The priority with asylum seekers has been identical. The policy of dispersal was designed to lift some of the cost from London and the South-east. But exiling asylum-seekers to condemned estates in Glasgow and elsewhere also had the – surely not unwelcome – side-effect of placing Kosovans, Somalis, Tamils and others out of sight, and so out of the popular mind. There was a bit of aggro with the natives to begin with, but trouble in a godforsaken part of Glasgow and trouble within a bus ride of Parliament are different things in the mind of an embarrassed national government. The urgency of a resolution diminishes with every mile travelled up the West Coast Main line.

So, lo and behold, despite all the commitments, targets and clean-start principles introduced in the wake of the 2006 figures, a new backlog of 30,000 asylum cases has built up – even though the number of claims, according to official figures, has been falling. The secret to this apparent contradiction lies in the number of reviews and appeals that follow the initial request. There now seems not the slightest chance that either the original, or the new, backlog will be eliminated, as intended, by 2011.

Now, I know well, not least from my familiarity with Soviet-era dissidents, that asylum claims can be complex and, where war zones are concerned, the complexities multiply. But it still seems to me that several changes need to be made, without any need to change the law.

The first is a narrowing of the practical definition of asylum, as applied by the UK. No country can admit everyone who claims a justified fear of persecution. Perhaps some of the campaigners who believe Britain is too mean might sponsor the legal settlement of those they believe to be hard done by, rather than encouraging their eternal, taxpayer-funded, appeals.
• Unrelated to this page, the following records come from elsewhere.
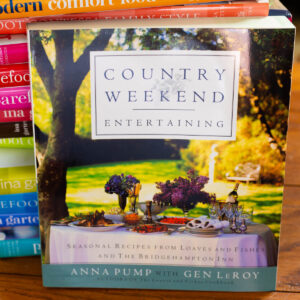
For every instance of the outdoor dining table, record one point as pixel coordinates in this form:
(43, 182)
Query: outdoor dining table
(256, 248)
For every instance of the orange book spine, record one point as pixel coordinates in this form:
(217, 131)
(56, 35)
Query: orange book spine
(245, 9)
(13, 9)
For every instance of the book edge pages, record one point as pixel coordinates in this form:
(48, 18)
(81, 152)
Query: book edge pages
(249, 22)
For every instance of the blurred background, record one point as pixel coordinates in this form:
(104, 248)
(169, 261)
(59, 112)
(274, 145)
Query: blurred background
(295, 10)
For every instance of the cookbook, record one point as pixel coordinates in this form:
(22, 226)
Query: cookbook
(160, 151)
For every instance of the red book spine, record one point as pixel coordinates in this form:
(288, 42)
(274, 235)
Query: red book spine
(233, 9)
(16, 129)
(13, 54)
(15, 115)
(14, 75)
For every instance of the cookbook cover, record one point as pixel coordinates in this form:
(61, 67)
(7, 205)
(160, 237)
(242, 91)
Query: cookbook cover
(160, 151)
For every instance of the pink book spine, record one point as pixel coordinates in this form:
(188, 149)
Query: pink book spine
(15, 115)
(15, 98)
(13, 54)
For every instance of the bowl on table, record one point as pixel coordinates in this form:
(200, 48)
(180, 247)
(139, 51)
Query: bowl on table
(155, 208)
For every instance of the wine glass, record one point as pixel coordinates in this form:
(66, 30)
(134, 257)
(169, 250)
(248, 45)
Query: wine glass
(213, 210)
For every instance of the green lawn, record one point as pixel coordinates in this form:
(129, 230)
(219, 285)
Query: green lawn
(85, 191)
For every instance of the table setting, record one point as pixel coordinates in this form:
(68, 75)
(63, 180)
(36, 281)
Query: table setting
(145, 234)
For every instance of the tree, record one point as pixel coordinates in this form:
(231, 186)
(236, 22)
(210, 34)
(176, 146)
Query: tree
(62, 87)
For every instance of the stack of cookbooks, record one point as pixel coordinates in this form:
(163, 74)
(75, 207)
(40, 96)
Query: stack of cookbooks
(18, 198)
(145, 117)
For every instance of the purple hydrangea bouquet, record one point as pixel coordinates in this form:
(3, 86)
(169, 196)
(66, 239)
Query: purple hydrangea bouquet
(123, 186)
(184, 193)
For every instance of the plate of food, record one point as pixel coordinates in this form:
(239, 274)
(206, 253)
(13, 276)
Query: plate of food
(96, 222)
(205, 227)
(149, 228)
(174, 222)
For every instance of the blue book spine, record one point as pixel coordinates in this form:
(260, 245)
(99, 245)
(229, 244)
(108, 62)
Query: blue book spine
(23, 247)
(19, 203)
(19, 220)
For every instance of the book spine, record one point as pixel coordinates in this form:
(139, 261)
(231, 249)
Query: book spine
(19, 203)
(15, 98)
(13, 53)
(20, 247)
(16, 10)
(16, 157)
(19, 220)
(16, 129)
(247, 8)
(15, 115)
(14, 26)
(17, 180)
(21, 143)
(14, 75)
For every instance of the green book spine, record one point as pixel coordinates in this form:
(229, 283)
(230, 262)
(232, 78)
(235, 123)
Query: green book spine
(17, 180)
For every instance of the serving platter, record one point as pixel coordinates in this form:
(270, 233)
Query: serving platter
(100, 228)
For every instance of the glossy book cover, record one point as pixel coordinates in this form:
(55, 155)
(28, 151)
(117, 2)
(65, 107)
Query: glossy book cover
(160, 151)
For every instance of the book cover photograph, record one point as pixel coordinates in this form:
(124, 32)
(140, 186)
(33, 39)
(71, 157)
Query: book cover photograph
(160, 151)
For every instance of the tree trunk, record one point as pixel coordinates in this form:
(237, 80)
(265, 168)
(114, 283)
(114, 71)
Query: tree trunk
(53, 169)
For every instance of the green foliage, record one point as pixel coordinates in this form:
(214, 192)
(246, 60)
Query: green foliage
(86, 190)
(252, 145)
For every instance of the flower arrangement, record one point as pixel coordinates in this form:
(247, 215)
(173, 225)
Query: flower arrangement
(121, 185)
(183, 193)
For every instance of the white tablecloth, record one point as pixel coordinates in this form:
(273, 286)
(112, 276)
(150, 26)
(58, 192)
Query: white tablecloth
(256, 248)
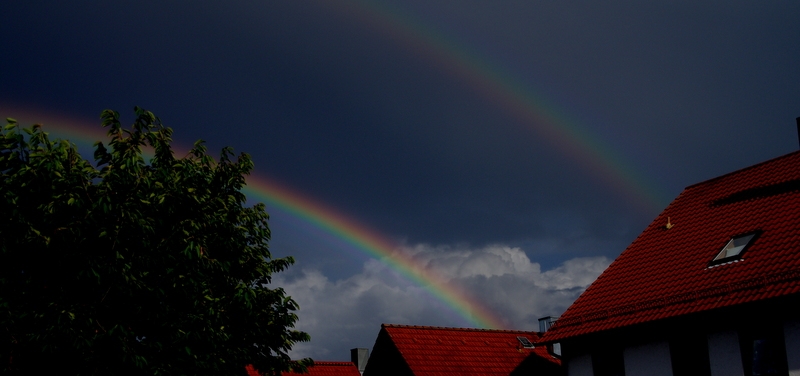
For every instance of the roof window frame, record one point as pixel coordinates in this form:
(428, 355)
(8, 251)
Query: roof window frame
(717, 260)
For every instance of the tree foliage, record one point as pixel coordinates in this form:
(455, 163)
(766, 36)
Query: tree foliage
(135, 265)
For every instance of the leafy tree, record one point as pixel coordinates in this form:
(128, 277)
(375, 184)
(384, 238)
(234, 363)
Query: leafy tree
(135, 266)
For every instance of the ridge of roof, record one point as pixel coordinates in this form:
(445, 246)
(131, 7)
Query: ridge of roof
(734, 172)
(332, 363)
(456, 329)
(666, 272)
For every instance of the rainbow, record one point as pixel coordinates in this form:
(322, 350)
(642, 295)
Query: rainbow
(306, 209)
(509, 94)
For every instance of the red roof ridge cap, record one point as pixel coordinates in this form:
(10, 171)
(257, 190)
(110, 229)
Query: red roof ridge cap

The second is the abbreviation of that same appeals process. Better advice for new arrivals would reduce the number of justified appeals. Only a minority succeed even then, but one success encourages others to try and the process can go on for years. Which is why there needs to be a third change. All who claim asylum should be detained until their case is resolved. A target deadline of a month would concentrate minds on both sides and eliminate the need for "dispersal". The three Kosovans would have known their fate much sooner.

At present, cases take so long that, even though the majority are refused, it is by then at least as cruel to threaten deportation as it would have been to deny asylum at the start. Such summary justice would inevitably draw protest. But would it be any less humane than what passes for an asylum system now?